Most of these NFTs are more of a subscription or membership nature, so perhaps we could adopt the term RFTs, or ‘rented fungible tokens’. The current Metaplex standards make it very difficult for true decentralisation to exist and collections will always prioritise the future of their project over decentralisation. The problem with concessions is that there will always be a good time to centralise a decision and having the keys to do so make it much easier to justify. Here are a few cases in the Solana ecosystem that come to mind, I won’t make any judgements but they are very interesting thought experiments.
Mindfolk
Mindfolk had an unfortunate decision to make after discovering that the notorious Balloonsville rugger owned several NFTs from their collection, including a legendary. He had purchased them on secondary like any other, but had done so with stolen funds. Mindfolk’s decision was to essentially ‘brick’ his NFTs by changing the royalties to 98% rendering his NFTs unsellable. A few people were caught in the crossfire purchasing the NFTs over the counter, but it is important to note that the buyers were literally talking directly with a known scammer from his scammer account in an effort to buy significantly discounted NFTs.
SMB
Perhaps not known by many, after the Aurory hack there were 42 SMB’s frozen forever. These NFTs are never to be a part of collection again after being frozen in the hackers wallet, so while you may think there are 5000 monkes there will only ever be 4958 tradable.
DeGods
As mentioned above, DeGods are looking to implement a system backed by Magic Eden to flag NFTs from their collection purchased through a marketplace where they received 0%. This solves their problem of losing royalties and places incentive on holders to purchase through Magic Eden and therefore retain future utility from the team. The thesis here is that DeGods don’t want to spend money creating future benefits on those in their community who didn’t contribute to the dollars they have to spend on producing this future work.

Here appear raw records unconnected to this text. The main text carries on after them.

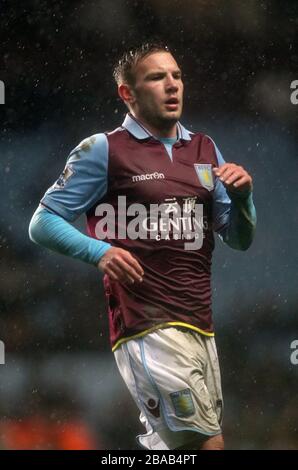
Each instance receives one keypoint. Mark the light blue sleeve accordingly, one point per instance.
(234, 215)
(83, 181)
(53, 232)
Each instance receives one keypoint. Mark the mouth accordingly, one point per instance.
(172, 103)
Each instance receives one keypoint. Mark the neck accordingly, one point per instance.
(166, 131)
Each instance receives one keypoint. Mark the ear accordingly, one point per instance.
(126, 93)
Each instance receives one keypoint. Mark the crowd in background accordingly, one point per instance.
(59, 387)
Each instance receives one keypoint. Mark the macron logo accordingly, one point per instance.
(148, 176)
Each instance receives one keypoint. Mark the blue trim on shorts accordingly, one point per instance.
(163, 408)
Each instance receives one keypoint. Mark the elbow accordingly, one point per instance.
(32, 230)
(35, 226)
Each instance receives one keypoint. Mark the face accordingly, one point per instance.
(157, 96)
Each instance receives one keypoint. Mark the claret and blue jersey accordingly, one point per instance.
(131, 162)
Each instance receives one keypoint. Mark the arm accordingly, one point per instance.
(82, 183)
(234, 213)
(53, 232)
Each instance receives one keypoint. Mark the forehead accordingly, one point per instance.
(162, 61)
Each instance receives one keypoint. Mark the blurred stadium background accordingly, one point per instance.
(59, 388)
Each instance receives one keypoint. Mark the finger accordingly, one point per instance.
(118, 274)
(244, 181)
(227, 174)
(131, 261)
(221, 169)
(234, 177)
(126, 269)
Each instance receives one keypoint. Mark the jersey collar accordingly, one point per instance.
(134, 127)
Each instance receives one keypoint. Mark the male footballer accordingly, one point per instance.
(154, 193)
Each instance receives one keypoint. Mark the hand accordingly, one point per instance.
(121, 266)
(234, 178)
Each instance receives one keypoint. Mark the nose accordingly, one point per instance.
(171, 83)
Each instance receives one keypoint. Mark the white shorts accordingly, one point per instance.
(173, 375)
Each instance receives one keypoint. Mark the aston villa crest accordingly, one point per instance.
(204, 173)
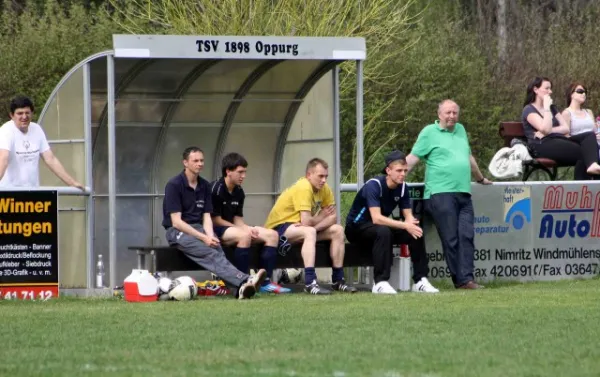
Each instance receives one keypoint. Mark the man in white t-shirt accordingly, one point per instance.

It is quite clear that centralisation and the fungibility of tokens are really not a concern in the current ecosystem we all participate in. This is not to say that it cannot continue to thrive, the next billion users will almost certainly care far more for UX and the ease of onboarding than decentralisation. However, it is likely time for a change in terminology. Just as ‘crypto’ went through a much needed rebrand to web3, I believe NFTs as we now know them make the same transition.
Most art is not stored on chain, the metadata can be changed at any time, the royalties can be adjusted whenever the owner would like and there is still a dependency on AWS to keep the lights on. Current NFTs must die so that future NFTs can live on. It is a worthless task to question decentralisation on small occasions where a project ‘steps out of line’, we should instead question why we’re even calling them NFTs in the first place. Any market participant who demands decentralisation should consider the game they are playing, because as of right now it is web2 with lipstick on.
Great read. At this point, I am honestly confused as to what the heck this is all for. For those that made money, fair play, but to not actually own what you own seems like a killshot.